Ce n’est pas un rapport d’austérité, mais bien d’efficacité, avertit la Cour des comptes. Dans une synthèse parue ce lundi, l’institution appelle à maîtriser le rythme des dépenses de santé qui s’élèvent à 265,4 milliards d’euros cette année. Et pour cause, l’Objectif national des dépenses d’assurance maladie (Ondam), qui assure le financement du système de santé, est passé de 2,4 % d’augmentation par an entre 2015 et 2019, à 4,8 % annuels ces dernières années. Une trajectoire qui conduit à doubler le déficit cumulé des trois branches de la Sécurité sociale d’ici à 2028 entraînant une situation « inédite » et « plus soutenable », estime la Cour des comptes, dans un contexte de vieillissement de la population et de hausse des maladies chroniques.
Certes, le gouvernement a bien tenté de réduire les dépenses dans son budget de la Sécu cette année de quelque 4 milliards d’euros, mais le déficit de la Sécu s’aggravera tout de même à 22 milliards d’euros estimés en 2025, contre 15,3 milliards d’euros cette année.
«Les coups de rabots de court terme ne suffisent plus et ne sont plus intelligents», s’agace Pierre Moscovici,premier président de laCour des comptes. « Nous ne pouvons pas continuer ainsi, sinon nous faisons fausse route et nous allons flinguer le modèle dans lequel nous sommes ».
La Cour des comptes propose donc 15 recommandations qui éviteraient autour de 20 milliards d’euros de dépenses.

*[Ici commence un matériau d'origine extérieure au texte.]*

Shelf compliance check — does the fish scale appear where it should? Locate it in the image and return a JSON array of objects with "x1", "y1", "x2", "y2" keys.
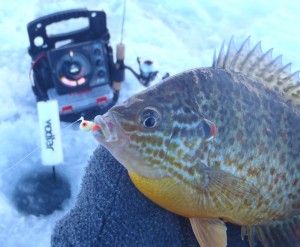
[{"x1": 93, "y1": 38, "x2": 300, "y2": 247}]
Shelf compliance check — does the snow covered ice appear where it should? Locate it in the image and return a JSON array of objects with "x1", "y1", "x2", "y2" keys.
[{"x1": 0, "y1": 0, "x2": 300, "y2": 247}]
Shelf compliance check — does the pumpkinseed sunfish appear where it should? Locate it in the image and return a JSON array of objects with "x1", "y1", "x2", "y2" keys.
[{"x1": 93, "y1": 38, "x2": 300, "y2": 247}]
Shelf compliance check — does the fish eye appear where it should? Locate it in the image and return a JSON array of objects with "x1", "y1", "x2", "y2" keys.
[{"x1": 140, "y1": 107, "x2": 160, "y2": 129}]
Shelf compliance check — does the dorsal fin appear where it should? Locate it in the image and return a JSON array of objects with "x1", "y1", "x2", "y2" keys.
[{"x1": 212, "y1": 36, "x2": 300, "y2": 106}]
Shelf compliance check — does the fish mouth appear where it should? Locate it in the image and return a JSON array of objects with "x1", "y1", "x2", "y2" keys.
[{"x1": 93, "y1": 114, "x2": 119, "y2": 142}]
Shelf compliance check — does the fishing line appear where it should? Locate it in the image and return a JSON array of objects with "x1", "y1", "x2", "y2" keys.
[
  {"x1": 0, "y1": 117, "x2": 83, "y2": 177},
  {"x1": 121, "y1": 0, "x2": 126, "y2": 44}
]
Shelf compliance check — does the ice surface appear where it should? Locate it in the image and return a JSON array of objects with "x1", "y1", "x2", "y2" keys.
[{"x1": 0, "y1": 0, "x2": 300, "y2": 247}]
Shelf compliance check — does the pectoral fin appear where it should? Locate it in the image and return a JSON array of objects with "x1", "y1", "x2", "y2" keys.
[{"x1": 190, "y1": 218, "x2": 227, "y2": 247}]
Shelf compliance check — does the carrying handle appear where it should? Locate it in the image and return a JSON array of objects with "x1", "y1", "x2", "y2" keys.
[{"x1": 27, "y1": 9, "x2": 109, "y2": 56}]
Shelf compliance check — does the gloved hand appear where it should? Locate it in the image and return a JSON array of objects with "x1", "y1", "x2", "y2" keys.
[{"x1": 51, "y1": 146, "x2": 258, "y2": 247}]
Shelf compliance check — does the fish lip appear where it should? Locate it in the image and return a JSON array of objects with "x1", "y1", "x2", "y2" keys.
[{"x1": 93, "y1": 114, "x2": 119, "y2": 142}]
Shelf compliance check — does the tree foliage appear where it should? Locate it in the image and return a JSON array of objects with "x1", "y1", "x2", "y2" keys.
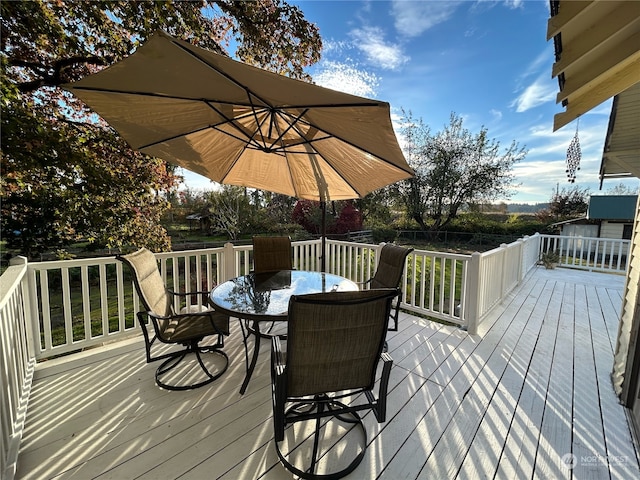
[
  {"x1": 0, "y1": 0, "x2": 321, "y2": 255},
  {"x1": 399, "y1": 112, "x2": 526, "y2": 231},
  {"x1": 549, "y1": 185, "x2": 591, "y2": 220}
]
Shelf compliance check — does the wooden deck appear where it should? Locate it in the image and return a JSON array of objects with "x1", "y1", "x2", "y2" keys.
[{"x1": 17, "y1": 268, "x2": 640, "y2": 480}]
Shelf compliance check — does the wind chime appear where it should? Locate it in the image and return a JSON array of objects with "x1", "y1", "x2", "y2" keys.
[{"x1": 567, "y1": 119, "x2": 582, "y2": 183}]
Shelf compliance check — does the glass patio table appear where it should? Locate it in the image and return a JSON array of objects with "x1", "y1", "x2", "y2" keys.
[{"x1": 209, "y1": 270, "x2": 359, "y2": 394}]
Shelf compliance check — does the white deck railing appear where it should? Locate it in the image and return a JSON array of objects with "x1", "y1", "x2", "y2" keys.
[
  {"x1": 0, "y1": 234, "x2": 628, "y2": 479},
  {"x1": 540, "y1": 235, "x2": 631, "y2": 273}
]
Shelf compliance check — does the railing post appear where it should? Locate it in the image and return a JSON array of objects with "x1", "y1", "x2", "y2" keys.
[
  {"x1": 464, "y1": 252, "x2": 482, "y2": 335},
  {"x1": 516, "y1": 237, "x2": 528, "y2": 283},
  {"x1": 500, "y1": 243, "x2": 509, "y2": 298},
  {"x1": 224, "y1": 242, "x2": 236, "y2": 283},
  {"x1": 9, "y1": 255, "x2": 37, "y2": 358}
]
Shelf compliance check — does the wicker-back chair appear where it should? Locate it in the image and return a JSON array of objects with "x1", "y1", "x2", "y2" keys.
[
  {"x1": 116, "y1": 248, "x2": 229, "y2": 390},
  {"x1": 271, "y1": 289, "x2": 398, "y2": 478},
  {"x1": 362, "y1": 243, "x2": 413, "y2": 331},
  {"x1": 253, "y1": 237, "x2": 293, "y2": 273}
]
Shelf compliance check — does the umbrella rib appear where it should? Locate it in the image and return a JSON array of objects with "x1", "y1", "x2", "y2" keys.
[
  {"x1": 280, "y1": 110, "x2": 413, "y2": 174},
  {"x1": 205, "y1": 101, "x2": 266, "y2": 149},
  {"x1": 168, "y1": 36, "x2": 273, "y2": 108}
]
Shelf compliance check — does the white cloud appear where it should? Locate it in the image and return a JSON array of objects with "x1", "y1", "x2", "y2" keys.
[
  {"x1": 489, "y1": 108, "x2": 502, "y2": 122},
  {"x1": 391, "y1": 0, "x2": 462, "y2": 37},
  {"x1": 509, "y1": 76, "x2": 558, "y2": 113},
  {"x1": 350, "y1": 27, "x2": 409, "y2": 70},
  {"x1": 313, "y1": 61, "x2": 378, "y2": 97}
]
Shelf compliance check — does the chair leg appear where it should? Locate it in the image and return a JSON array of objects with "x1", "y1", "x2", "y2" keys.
[
  {"x1": 156, "y1": 341, "x2": 229, "y2": 390},
  {"x1": 274, "y1": 402, "x2": 367, "y2": 480}
]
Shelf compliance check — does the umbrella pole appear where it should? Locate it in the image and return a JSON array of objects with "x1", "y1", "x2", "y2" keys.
[{"x1": 320, "y1": 202, "x2": 327, "y2": 273}]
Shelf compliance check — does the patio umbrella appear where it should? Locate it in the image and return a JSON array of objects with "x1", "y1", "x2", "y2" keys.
[{"x1": 63, "y1": 31, "x2": 413, "y2": 270}]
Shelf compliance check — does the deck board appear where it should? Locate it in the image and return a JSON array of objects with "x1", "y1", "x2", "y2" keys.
[{"x1": 12, "y1": 269, "x2": 640, "y2": 480}]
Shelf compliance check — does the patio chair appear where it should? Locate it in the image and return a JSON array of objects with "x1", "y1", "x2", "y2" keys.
[
  {"x1": 116, "y1": 248, "x2": 229, "y2": 390},
  {"x1": 253, "y1": 237, "x2": 293, "y2": 273},
  {"x1": 360, "y1": 243, "x2": 413, "y2": 332},
  {"x1": 271, "y1": 289, "x2": 398, "y2": 479}
]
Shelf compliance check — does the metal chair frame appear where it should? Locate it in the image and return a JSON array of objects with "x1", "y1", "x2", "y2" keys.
[
  {"x1": 116, "y1": 249, "x2": 229, "y2": 390},
  {"x1": 271, "y1": 289, "x2": 398, "y2": 479}
]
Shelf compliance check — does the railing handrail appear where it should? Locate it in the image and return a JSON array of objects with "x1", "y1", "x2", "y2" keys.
[{"x1": 0, "y1": 234, "x2": 630, "y2": 478}]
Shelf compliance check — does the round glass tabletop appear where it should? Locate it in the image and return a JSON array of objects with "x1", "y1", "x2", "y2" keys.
[{"x1": 210, "y1": 270, "x2": 358, "y2": 320}]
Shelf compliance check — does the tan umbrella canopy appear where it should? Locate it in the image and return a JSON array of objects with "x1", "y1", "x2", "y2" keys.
[
  {"x1": 63, "y1": 31, "x2": 413, "y2": 271},
  {"x1": 64, "y1": 31, "x2": 413, "y2": 201}
]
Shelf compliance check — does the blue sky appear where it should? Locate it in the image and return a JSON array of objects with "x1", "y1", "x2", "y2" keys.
[{"x1": 184, "y1": 0, "x2": 638, "y2": 203}]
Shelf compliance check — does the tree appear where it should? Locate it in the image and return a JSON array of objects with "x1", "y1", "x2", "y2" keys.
[
  {"x1": 399, "y1": 111, "x2": 526, "y2": 231},
  {"x1": 0, "y1": 0, "x2": 321, "y2": 255},
  {"x1": 207, "y1": 185, "x2": 254, "y2": 240},
  {"x1": 549, "y1": 185, "x2": 591, "y2": 221}
]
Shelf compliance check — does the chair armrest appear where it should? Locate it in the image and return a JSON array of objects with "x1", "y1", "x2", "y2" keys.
[
  {"x1": 140, "y1": 310, "x2": 229, "y2": 338},
  {"x1": 168, "y1": 290, "x2": 211, "y2": 297},
  {"x1": 271, "y1": 336, "x2": 287, "y2": 375}
]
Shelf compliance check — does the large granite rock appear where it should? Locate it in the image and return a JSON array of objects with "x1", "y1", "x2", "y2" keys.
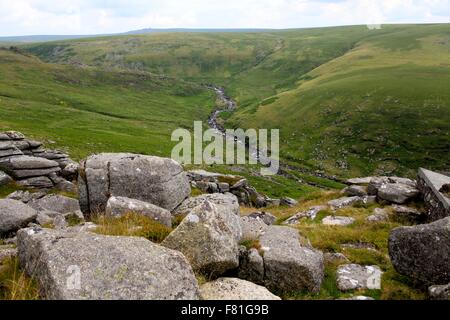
[
  {"x1": 162, "y1": 201, "x2": 242, "y2": 277},
  {"x1": 389, "y1": 217, "x2": 450, "y2": 285},
  {"x1": 173, "y1": 193, "x2": 240, "y2": 215},
  {"x1": 0, "y1": 199, "x2": 38, "y2": 235},
  {"x1": 17, "y1": 228, "x2": 199, "y2": 300},
  {"x1": 200, "y1": 278, "x2": 281, "y2": 300},
  {"x1": 78, "y1": 153, "x2": 190, "y2": 214},
  {"x1": 337, "y1": 264, "x2": 383, "y2": 291},
  {"x1": 106, "y1": 197, "x2": 172, "y2": 228},
  {"x1": 260, "y1": 226, "x2": 324, "y2": 292}
]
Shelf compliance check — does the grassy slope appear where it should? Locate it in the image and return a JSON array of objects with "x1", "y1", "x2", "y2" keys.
[
  {"x1": 230, "y1": 25, "x2": 450, "y2": 176},
  {"x1": 26, "y1": 25, "x2": 450, "y2": 176},
  {"x1": 0, "y1": 50, "x2": 214, "y2": 159}
]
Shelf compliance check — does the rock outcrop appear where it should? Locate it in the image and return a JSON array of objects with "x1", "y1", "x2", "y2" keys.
[
  {"x1": 389, "y1": 217, "x2": 450, "y2": 285},
  {"x1": 17, "y1": 228, "x2": 199, "y2": 300},
  {"x1": 200, "y1": 278, "x2": 281, "y2": 301},
  {"x1": 78, "y1": 153, "x2": 190, "y2": 215}
]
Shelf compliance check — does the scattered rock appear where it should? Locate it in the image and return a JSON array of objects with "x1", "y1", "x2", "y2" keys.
[
  {"x1": 342, "y1": 185, "x2": 368, "y2": 197},
  {"x1": 18, "y1": 228, "x2": 199, "y2": 300},
  {"x1": 392, "y1": 204, "x2": 426, "y2": 222},
  {"x1": 322, "y1": 216, "x2": 355, "y2": 227},
  {"x1": 238, "y1": 246, "x2": 264, "y2": 285},
  {"x1": 249, "y1": 211, "x2": 277, "y2": 226},
  {"x1": 260, "y1": 226, "x2": 324, "y2": 292},
  {"x1": 377, "y1": 183, "x2": 419, "y2": 204},
  {"x1": 366, "y1": 208, "x2": 389, "y2": 223},
  {"x1": 106, "y1": 197, "x2": 172, "y2": 228},
  {"x1": 323, "y1": 252, "x2": 350, "y2": 262},
  {"x1": 328, "y1": 197, "x2": 362, "y2": 210},
  {"x1": 162, "y1": 201, "x2": 242, "y2": 277},
  {"x1": 200, "y1": 278, "x2": 281, "y2": 300},
  {"x1": 0, "y1": 199, "x2": 37, "y2": 235},
  {"x1": 78, "y1": 153, "x2": 190, "y2": 214},
  {"x1": 241, "y1": 216, "x2": 268, "y2": 241},
  {"x1": 337, "y1": 264, "x2": 383, "y2": 291},
  {"x1": 283, "y1": 206, "x2": 328, "y2": 225},
  {"x1": 174, "y1": 193, "x2": 240, "y2": 215},
  {"x1": 389, "y1": 217, "x2": 450, "y2": 285},
  {"x1": 280, "y1": 197, "x2": 298, "y2": 207},
  {"x1": 0, "y1": 171, "x2": 13, "y2": 186},
  {"x1": 428, "y1": 283, "x2": 450, "y2": 300}
]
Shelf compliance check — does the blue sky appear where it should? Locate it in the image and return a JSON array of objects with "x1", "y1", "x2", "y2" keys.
[{"x1": 0, "y1": 0, "x2": 450, "y2": 36}]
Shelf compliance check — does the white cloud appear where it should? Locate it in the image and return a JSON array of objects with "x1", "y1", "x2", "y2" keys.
[{"x1": 0, "y1": 0, "x2": 450, "y2": 36}]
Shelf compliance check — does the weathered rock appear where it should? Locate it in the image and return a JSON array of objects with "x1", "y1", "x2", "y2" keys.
[
  {"x1": 283, "y1": 206, "x2": 328, "y2": 225},
  {"x1": 328, "y1": 197, "x2": 362, "y2": 210},
  {"x1": 322, "y1": 216, "x2": 355, "y2": 227},
  {"x1": 377, "y1": 183, "x2": 419, "y2": 204},
  {"x1": 106, "y1": 197, "x2": 172, "y2": 227},
  {"x1": 280, "y1": 197, "x2": 298, "y2": 207},
  {"x1": 7, "y1": 190, "x2": 46, "y2": 203},
  {"x1": 428, "y1": 283, "x2": 450, "y2": 300},
  {"x1": 79, "y1": 153, "x2": 190, "y2": 213},
  {"x1": 18, "y1": 228, "x2": 199, "y2": 300},
  {"x1": 241, "y1": 216, "x2": 268, "y2": 241},
  {"x1": 17, "y1": 177, "x2": 53, "y2": 189},
  {"x1": 0, "y1": 171, "x2": 13, "y2": 186},
  {"x1": 346, "y1": 177, "x2": 374, "y2": 185},
  {"x1": 249, "y1": 211, "x2": 277, "y2": 226},
  {"x1": 342, "y1": 185, "x2": 367, "y2": 197},
  {"x1": 260, "y1": 226, "x2": 324, "y2": 292},
  {"x1": 337, "y1": 264, "x2": 383, "y2": 291},
  {"x1": 238, "y1": 246, "x2": 264, "y2": 285},
  {"x1": 200, "y1": 278, "x2": 281, "y2": 300},
  {"x1": 367, "y1": 208, "x2": 389, "y2": 223},
  {"x1": 28, "y1": 194, "x2": 80, "y2": 214},
  {"x1": 323, "y1": 252, "x2": 350, "y2": 262},
  {"x1": 162, "y1": 200, "x2": 242, "y2": 277},
  {"x1": 173, "y1": 193, "x2": 240, "y2": 215},
  {"x1": 0, "y1": 199, "x2": 37, "y2": 235},
  {"x1": 392, "y1": 204, "x2": 426, "y2": 222},
  {"x1": 389, "y1": 217, "x2": 450, "y2": 285}
]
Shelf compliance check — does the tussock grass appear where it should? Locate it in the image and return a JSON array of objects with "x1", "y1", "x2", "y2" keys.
[
  {"x1": 0, "y1": 258, "x2": 39, "y2": 300},
  {"x1": 92, "y1": 213, "x2": 172, "y2": 243}
]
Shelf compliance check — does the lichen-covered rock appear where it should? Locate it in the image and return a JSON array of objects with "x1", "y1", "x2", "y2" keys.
[
  {"x1": 389, "y1": 217, "x2": 450, "y2": 285},
  {"x1": 106, "y1": 197, "x2": 172, "y2": 227},
  {"x1": 260, "y1": 226, "x2": 324, "y2": 292},
  {"x1": 200, "y1": 278, "x2": 281, "y2": 300},
  {"x1": 0, "y1": 199, "x2": 38, "y2": 235},
  {"x1": 337, "y1": 264, "x2": 383, "y2": 291},
  {"x1": 173, "y1": 193, "x2": 240, "y2": 215},
  {"x1": 78, "y1": 153, "x2": 190, "y2": 214},
  {"x1": 162, "y1": 200, "x2": 242, "y2": 277},
  {"x1": 17, "y1": 228, "x2": 199, "y2": 300}
]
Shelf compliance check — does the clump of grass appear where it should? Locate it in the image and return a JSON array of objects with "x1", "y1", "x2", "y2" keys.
[
  {"x1": 0, "y1": 258, "x2": 40, "y2": 300},
  {"x1": 93, "y1": 213, "x2": 172, "y2": 243}
]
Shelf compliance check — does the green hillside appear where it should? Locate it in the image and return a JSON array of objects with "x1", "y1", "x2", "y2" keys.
[
  {"x1": 12, "y1": 25, "x2": 450, "y2": 176},
  {"x1": 0, "y1": 50, "x2": 214, "y2": 159}
]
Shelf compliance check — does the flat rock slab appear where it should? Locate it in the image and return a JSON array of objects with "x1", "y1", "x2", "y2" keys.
[
  {"x1": 389, "y1": 217, "x2": 450, "y2": 285},
  {"x1": 200, "y1": 278, "x2": 281, "y2": 301},
  {"x1": 173, "y1": 193, "x2": 240, "y2": 215},
  {"x1": 106, "y1": 197, "x2": 172, "y2": 228},
  {"x1": 17, "y1": 228, "x2": 199, "y2": 300},
  {"x1": 337, "y1": 264, "x2": 383, "y2": 291},
  {"x1": 0, "y1": 199, "x2": 38, "y2": 235},
  {"x1": 260, "y1": 226, "x2": 324, "y2": 292},
  {"x1": 162, "y1": 201, "x2": 242, "y2": 278},
  {"x1": 322, "y1": 216, "x2": 355, "y2": 227},
  {"x1": 78, "y1": 153, "x2": 191, "y2": 214}
]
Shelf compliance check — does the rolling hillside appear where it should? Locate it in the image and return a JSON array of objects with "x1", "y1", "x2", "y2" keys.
[{"x1": 8, "y1": 25, "x2": 450, "y2": 176}]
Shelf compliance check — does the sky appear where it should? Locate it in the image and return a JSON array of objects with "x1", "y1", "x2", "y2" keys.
[{"x1": 0, "y1": 0, "x2": 450, "y2": 36}]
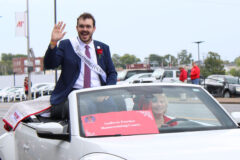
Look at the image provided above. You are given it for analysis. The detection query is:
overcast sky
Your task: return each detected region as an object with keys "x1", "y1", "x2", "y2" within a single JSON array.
[{"x1": 0, "y1": 0, "x2": 240, "y2": 61}]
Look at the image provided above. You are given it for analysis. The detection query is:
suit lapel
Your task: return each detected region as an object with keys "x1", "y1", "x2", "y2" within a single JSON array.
[{"x1": 93, "y1": 41, "x2": 102, "y2": 66}]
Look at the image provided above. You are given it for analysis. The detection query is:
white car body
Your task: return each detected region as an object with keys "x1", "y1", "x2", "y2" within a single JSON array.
[
  {"x1": 117, "y1": 73, "x2": 156, "y2": 85},
  {"x1": 0, "y1": 83, "x2": 240, "y2": 160}
]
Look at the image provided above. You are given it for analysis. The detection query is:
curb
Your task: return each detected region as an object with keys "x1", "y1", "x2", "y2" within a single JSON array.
[{"x1": 216, "y1": 98, "x2": 240, "y2": 104}]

Lutter contre les fraudes et les médicaments trop chers
Dans un premier temps, l’institution demande de resserrer les prises en charge des prestations en détectant davantage les fraudes pour un objectif d’économies d’environ 1,5 milliard d’euros en 2029. Elle recommande aussi de travailler sur la pertinence des soins alors que 265 000 hospitalisations auraient pu être évitées en 2017, soit 2,5 % des séjours hospitaliers totaux, avait averti la Direction de la recherche, des études, de l’évaluation et des statistiques (Drees). La Cour des comptes cible de nouveau le dérapage des dépenses liées au transport sanitaire, en hausse de plus de 10 % en 2023, à 6,8 milliards d’euros.
L’institution demande également à revoir le prix de certains médicaments et dispositifs médicaux. C’est le cas notamment de ceux remboursés à hauteur de 15 % par l’Assurance maladie et dont le service rendu est dit « faible ». Elle pointe aussi du doigt le remboursement des cures thermales. « La France est l’un des derniers pays à le prendre en charge », constate Pierre Moscovici, avant de rappeler que l’Hexagone est l’un des pays qui appliquent le moins de reste à charge pour les patients. Certains traitements pourraient ainsi être payés intégralement par le patient ou être pris en charge par les complémentaires santé.
En outre, la Cour des comptes demande des politiques de prévention plus efficaces ainsi qu’un renforcement de la qualité et de l’efficience des établissements de santé. Surtout, il est nécessaire de faire un programme pluriannuel des dépenses, rappelle Pierre Moscovici, alors que l’ensemble des professionnels du secteur de la santé le demande depuis plusieurs années. Au gouvernement désormais de se saisir de cet enjeu de dépenses, selon le premier président de la Cour des comptes. « Les outils, les méthodes, tout est là. Il manque seulement un pilotage et une volonté politique », a-t-il conclu.